I have a number of strings (collections of characters) that represent sentences in different languages, say:
Hello, my name is George.
Das brot ist gut.
... etc.
I want to assign each of them scores (from 0 .. 1) indicating the likelihood that they are English sentences. Is there an accepted algorithm (or Python library) from which to do this?
Note: I don't care if the grammar of the English sentence is perfect.
A bayesian classifier would be a good choice for this task:
>>> from reverend.thomas import Bayes
>>> g = Bayes() # guesser
>>> g.train('french','La souris est rentrée dans son trou.')
>>> g.train('english','my tailor is rich.')
>>> g.train('french','Je ne sais pas si je viendrai demain.')
>>> g.train('english','I do not plan to update my website soon.')
>>> print g.guess('Jumping out of cliffs it not a good idea.')
[('english', 0.99990000000000001), ('french', 9.9999999999988987e-005)]
>>> print g.guess('Demain il fera très probablement chaud.')
[('french', 0.99990000000000001), ('english', 9.9999999999988987e-005)]
I know the answer has been accepted, however... usually language id is done with character n-gram models, not bag-of-words models as Raymond suggests. This is not the same as using n-gram features in a classifier (indeed, using a classifier isn't usually done, or really necessary, at least not in the conventional sense). The reason for this is that often just a few characters can be sufficient to do language identification, whereas bag-of-words based classifiers (and more so bag-of-ngrams) require the same words or phrases to be used as were seen in training.
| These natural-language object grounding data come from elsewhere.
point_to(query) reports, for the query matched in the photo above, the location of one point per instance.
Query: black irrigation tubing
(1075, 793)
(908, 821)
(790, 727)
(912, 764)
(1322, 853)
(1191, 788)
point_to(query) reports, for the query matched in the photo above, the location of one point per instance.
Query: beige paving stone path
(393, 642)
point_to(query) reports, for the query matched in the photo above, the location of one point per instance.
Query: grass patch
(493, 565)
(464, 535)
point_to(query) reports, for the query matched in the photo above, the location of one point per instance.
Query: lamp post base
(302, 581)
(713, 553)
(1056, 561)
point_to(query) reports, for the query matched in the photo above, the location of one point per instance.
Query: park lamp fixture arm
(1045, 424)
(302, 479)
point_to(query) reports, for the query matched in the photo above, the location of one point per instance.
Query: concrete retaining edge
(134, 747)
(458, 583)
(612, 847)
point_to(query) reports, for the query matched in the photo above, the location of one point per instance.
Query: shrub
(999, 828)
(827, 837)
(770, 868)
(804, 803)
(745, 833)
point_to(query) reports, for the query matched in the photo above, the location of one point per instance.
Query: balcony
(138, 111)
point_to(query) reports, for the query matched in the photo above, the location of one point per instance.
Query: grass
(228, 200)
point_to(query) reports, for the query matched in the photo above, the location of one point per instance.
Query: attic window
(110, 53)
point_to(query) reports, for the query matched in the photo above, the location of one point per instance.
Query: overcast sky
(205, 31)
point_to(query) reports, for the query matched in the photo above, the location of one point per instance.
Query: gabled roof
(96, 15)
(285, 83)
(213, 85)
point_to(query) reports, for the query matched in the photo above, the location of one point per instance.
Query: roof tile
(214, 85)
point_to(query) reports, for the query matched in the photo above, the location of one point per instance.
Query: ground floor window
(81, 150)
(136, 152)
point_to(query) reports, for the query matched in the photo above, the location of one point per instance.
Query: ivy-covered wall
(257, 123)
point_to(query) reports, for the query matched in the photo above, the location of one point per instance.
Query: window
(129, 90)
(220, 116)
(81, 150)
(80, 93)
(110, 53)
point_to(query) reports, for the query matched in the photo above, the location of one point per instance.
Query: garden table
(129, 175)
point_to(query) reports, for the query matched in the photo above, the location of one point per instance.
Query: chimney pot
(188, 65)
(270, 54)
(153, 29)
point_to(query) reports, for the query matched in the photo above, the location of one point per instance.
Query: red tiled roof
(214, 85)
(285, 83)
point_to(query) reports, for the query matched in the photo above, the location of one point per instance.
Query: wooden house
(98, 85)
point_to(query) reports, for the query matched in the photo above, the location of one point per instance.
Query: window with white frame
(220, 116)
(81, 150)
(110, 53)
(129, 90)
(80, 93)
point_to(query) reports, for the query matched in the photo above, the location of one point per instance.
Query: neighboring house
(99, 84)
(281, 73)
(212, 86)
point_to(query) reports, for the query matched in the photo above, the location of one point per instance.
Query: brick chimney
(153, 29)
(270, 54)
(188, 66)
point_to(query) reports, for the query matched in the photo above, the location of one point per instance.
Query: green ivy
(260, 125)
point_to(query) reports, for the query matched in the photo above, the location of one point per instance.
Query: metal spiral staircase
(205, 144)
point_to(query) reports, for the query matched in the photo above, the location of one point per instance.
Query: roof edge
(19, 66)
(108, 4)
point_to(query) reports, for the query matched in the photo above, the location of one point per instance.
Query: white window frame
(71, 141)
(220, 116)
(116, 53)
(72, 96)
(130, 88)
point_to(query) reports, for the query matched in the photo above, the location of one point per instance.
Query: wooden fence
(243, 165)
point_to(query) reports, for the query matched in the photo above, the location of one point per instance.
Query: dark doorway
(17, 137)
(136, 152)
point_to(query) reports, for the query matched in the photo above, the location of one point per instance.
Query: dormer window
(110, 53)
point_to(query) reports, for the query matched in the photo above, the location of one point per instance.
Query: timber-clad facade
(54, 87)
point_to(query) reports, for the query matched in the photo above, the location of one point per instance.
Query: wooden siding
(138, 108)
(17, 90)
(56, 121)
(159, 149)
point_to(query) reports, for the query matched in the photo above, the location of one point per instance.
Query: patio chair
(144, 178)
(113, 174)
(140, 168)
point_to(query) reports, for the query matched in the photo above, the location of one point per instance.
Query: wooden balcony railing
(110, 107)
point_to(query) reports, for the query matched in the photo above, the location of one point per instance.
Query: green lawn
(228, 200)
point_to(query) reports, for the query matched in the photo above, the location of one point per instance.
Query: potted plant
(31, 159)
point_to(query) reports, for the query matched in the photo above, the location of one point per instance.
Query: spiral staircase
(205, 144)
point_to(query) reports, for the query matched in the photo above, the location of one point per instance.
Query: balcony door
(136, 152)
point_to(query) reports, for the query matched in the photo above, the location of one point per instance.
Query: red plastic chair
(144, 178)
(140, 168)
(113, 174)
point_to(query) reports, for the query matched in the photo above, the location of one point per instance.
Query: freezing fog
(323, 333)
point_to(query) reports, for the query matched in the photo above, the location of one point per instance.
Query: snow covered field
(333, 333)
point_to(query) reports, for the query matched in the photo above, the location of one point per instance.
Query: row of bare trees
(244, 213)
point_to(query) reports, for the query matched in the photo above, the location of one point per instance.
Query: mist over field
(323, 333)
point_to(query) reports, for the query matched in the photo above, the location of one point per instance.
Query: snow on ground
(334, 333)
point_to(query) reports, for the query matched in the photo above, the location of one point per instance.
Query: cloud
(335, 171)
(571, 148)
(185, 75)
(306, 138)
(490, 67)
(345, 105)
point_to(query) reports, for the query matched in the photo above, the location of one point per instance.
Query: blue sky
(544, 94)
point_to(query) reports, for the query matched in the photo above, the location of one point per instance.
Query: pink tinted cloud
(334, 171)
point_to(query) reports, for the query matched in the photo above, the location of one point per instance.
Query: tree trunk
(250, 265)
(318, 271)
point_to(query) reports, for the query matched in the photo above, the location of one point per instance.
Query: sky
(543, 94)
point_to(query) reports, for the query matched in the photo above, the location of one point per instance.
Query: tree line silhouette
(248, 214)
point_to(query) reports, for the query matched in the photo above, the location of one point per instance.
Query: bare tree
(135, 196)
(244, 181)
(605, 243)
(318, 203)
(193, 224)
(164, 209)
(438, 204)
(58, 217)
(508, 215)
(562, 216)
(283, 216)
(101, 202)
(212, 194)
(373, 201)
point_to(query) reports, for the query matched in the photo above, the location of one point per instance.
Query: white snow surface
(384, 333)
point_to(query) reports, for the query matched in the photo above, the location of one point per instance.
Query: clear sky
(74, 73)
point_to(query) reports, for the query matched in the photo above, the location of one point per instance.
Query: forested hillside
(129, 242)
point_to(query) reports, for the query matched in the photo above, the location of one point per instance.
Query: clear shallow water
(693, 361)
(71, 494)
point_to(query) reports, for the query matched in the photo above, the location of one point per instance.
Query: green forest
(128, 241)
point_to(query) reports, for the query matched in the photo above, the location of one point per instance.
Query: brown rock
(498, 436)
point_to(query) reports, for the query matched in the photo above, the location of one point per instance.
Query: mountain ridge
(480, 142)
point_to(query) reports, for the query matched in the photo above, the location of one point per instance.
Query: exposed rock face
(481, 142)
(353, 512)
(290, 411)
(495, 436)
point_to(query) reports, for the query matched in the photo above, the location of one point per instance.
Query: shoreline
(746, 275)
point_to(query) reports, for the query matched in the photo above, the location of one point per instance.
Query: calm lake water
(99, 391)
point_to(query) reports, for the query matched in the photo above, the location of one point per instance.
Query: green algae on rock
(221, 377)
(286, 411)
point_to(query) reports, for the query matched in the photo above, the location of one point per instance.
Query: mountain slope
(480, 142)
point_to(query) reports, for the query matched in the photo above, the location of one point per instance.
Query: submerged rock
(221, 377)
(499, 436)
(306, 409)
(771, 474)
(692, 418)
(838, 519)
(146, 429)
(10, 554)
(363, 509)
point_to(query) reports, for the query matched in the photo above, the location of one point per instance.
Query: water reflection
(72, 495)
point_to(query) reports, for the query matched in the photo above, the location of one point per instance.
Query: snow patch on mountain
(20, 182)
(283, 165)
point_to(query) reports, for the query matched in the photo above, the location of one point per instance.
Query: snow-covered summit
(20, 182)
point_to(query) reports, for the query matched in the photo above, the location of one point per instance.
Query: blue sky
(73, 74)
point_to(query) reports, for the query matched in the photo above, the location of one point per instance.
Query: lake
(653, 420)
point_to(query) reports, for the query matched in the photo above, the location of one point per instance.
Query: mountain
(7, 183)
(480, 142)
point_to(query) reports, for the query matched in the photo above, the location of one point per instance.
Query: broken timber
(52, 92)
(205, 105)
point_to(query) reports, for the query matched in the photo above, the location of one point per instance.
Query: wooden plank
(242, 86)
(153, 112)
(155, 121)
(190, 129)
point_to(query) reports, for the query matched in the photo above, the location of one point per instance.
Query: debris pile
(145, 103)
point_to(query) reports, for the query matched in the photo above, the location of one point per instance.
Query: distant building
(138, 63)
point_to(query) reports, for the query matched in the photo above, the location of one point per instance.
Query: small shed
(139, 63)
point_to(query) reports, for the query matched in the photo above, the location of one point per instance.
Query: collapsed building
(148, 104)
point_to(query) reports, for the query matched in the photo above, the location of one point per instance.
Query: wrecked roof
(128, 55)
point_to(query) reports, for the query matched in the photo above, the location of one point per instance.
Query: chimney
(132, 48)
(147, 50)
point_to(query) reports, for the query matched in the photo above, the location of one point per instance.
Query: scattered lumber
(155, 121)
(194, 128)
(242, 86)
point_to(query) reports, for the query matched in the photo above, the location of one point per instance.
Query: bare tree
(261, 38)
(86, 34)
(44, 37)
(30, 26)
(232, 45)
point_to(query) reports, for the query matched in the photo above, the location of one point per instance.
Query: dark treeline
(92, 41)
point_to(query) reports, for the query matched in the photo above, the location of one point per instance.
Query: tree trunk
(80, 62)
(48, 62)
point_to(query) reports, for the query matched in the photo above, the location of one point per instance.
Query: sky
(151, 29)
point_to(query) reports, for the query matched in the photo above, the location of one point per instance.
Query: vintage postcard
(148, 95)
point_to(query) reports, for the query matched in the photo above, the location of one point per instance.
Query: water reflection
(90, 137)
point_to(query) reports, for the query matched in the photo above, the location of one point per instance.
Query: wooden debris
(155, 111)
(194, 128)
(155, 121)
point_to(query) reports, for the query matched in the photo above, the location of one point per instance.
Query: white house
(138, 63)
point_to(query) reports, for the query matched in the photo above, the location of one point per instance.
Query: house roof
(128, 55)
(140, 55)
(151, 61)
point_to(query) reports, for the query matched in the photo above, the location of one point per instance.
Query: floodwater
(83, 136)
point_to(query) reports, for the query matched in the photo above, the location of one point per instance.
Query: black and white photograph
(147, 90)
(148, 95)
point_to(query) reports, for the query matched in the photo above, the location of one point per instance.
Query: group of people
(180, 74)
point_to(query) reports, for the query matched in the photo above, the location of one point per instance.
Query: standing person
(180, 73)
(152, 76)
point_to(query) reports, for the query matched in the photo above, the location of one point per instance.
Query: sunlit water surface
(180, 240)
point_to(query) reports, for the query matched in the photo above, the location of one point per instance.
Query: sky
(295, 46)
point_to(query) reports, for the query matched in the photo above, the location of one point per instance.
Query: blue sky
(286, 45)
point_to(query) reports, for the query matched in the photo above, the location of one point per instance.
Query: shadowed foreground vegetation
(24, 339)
Character based models on the other hand can be used with little training and almost no data from which to do the identification.
Here's how it works. We look at a string as a sequence of the characters it contains (including the spaces and punctuation marks). We build an n-gram language model of these character sequences, where n=3 ought to be sufficient but you'll get more accuracy using n=5 or n=6 (at the expense of needing to do proper smoothing, which may or may not be easy depending on how you end up doing this)! Let's say we have a character n-gram model, where n=3, for two languages, French and English. Under this model, the probability of a string:
c = c_1, c_2 ... c_n
where each c_i is a character (including spaces, punctuation, etc) is:
p(c) = p(c_1) * p(c_2 | c_1) * p(c_3|c_2,c_1)...p(c_n|c_n-1,c_n-2)
now if we have models for French and English, what this translates to is a set of parameters to this distribution for each language. These are really just tables giving the conditional probabilities of c_i given (c_i-1,c_i-2), for which the maximum likelihood estimator is just:
count(c_i-2, c_i-1, c) / count(c_i-2, c_i-1)
although maximum likelihood estimation is basically never done for language modelling because of the problem of getting 0 probabilities, the likelihood function above will play a big part in the parameter estimates (it will just need smoothing).
So, all you do to decide which language the string c is in, is evaluate its probability under the language models you've trained for the languages you're interested in, and judge the string to be from the model assigning it the highest probability (this is equivalent to a Bayesian classifier with a uniform prior on classes, i.e. languages, but where the assumed distribution is that of an n-gram model, not a Naive Bayes/multinomial).
There are a lot of places to read about language modelling: a very good tutorial can be found in Josh Goodman's epic (although it's a bit out of date now, the ideas remain unchanged and will be more than adequate for your purposes). You can take a look at the wikipedia page, where you'll see that the unigram model is equivalent to a multinomial distribution.
And finally, if you're looking for a Python implementation of language models, probably the most widely used is NLTK.
You can find few suggestion for python libraries here and here.
Another simple algorithm, if you have a corpus for each language, you can detect the sentence language with a simple look-up in words frequency table.